Facebook says it blocked hackers in China who were trying to spy on Uyghur Muslims abroad
Facebook’s logo displayed on a phone screen and keyboard.
Jakub Porzycki | NurPhoto via Getty Images
GUANGZHOU, China — Facebook said Wednesday it had blocked a group of hackers from China who were using malicious websites to infect the devices of Uyghur Muslims living abroad to enable surveillance.
The hacking group — known as Earth Empusa or Evil Eye — used a variety of techniques to infect their targets’ devices, said the social media company.
In one example, the hackers set up malicious websites that used look-alike domains for popular Uyghur and Turkish news sites, Facebook said. If a user visited those sites, their device could be infected with code that would enable the hackers to surveil the device.
The ethnic Uyghurs mostly live in the region of Xinjiang in north-western China. They have been identified by the United Nations, United States, United Kingdom and others as a repressed group.
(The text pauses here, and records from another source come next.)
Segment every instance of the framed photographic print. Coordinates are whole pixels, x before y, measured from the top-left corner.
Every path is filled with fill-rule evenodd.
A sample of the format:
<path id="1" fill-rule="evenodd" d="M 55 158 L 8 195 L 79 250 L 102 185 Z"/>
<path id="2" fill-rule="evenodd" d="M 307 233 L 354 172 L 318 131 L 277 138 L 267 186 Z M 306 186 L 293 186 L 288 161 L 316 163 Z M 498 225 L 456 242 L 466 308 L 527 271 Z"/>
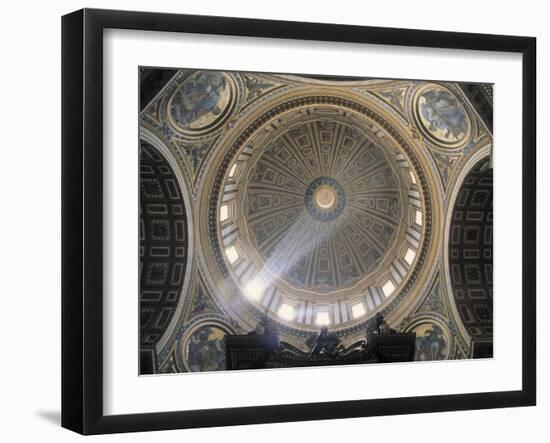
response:
<path id="1" fill-rule="evenodd" d="M 534 38 L 62 31 L 64 427 L 535 404 Z"/>

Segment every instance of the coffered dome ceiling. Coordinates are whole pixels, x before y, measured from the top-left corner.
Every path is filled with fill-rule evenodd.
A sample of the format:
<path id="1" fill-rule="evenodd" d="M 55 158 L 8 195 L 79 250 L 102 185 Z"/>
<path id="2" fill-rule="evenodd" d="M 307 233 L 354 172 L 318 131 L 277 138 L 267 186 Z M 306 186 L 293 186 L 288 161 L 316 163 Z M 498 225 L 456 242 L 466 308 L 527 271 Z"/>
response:
<path id="1" fill-rule="evenodd" d="M 241 313 L 309 330 L 357 325 L 404 297 L 432 220 L 406 140 L 330 88 L 257 116 L 222 140 L 209 193 L 209 271 L 228 305 L 237 294 Z"/>
<path id="2" fill-rule="evenodd" d="M 468 103 L 451 83 L 177 71 L 140 120 L 193 240 L 159 361 L 177 342 L 191 367 L 196 331 L 247 333 L 265 313 L 297 347 L 323 325 L 363 339 L 381 312 L 466 355 L 440 271 L 449 196 L 492 143 Z"/>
Authorities allegedly use widespread surveillance technology to monitor the Uyghur population — allegations that the Chinese government denies.
Facebook did not link the blocked China hacking group to the Chinese government.
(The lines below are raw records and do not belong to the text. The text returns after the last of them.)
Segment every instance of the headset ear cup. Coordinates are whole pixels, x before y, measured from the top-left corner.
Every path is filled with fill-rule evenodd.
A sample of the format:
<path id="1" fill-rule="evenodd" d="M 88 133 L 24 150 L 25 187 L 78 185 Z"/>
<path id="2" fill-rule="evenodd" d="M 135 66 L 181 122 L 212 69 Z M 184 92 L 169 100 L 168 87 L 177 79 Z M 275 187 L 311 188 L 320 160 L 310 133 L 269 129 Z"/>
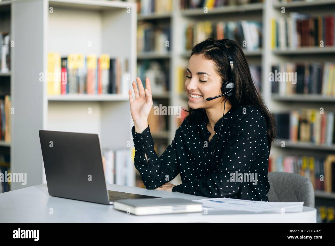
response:
<path id="1" fill-rule="evenodd" d="M 233 83 L 232 82 L 230 82 L 228 83 L 225 87 L 224 87 L 224 93 L 225 93 L 228 91 L 229 91 L 232 89 L 233 89 L 235 88 L 235 83 Z M 233 90 L 231 91 L 229 93 L 227 94 L 227 96 L 231 96 L 232 95 L 233 91 L 234 90 Z"/>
The tech giant said the hackers also appeared to have compromised legitimate websites that were visited frequently by their targets.
The hackers also used fake accounts on Facebook to “create fictitious personas posing as journalists, students, human rights advocates or members of the Uyghur community to build trust with people they targeted and trick them into clicking on malicious links.”
Facebook said it found websites designed to look like third-party Android app stores “where they published Uyghur-themed applications, including a keyboard app, prayer app, and dictionary app.” Any apps downloaded from these sites contained malicious software to infect devices.
The Chinese hacking group targeted activists, journalists and dissidents, predominantly among Uyghurs from Xinjiang in China who mostly live abroad in Turkey, Kazakhstan, the United States, Syria, Australia, Canada and other countries, Facebook said.
The intention was to “infect their devices with malware to enable surveillance.”
Facebook said it blocked malicious website domains from being shared on its platform and took down the hacking group’s accounts in order to disrupt it activity. The U.S. social network said it also notified people who it believed were targeted.
In their first coordinated move, the U.S., European Union, Britain and Canada jointly imposed sanctions of Chinese officials over China’s alleged human rights violations and abuses in Xinjiang.
“The evidence, including from the Chinese Government’s own documents, satellite imagery, and eyewitness testimony is overwhelming,” said a joint statement by the U.S., U.K. and Canada.
“We are united in calling for China to end its repressive practices against Uyghur Muslims and members of other ethnic and religious minority groups in Xinjiang, and to release those arbitrarily detained,” they said.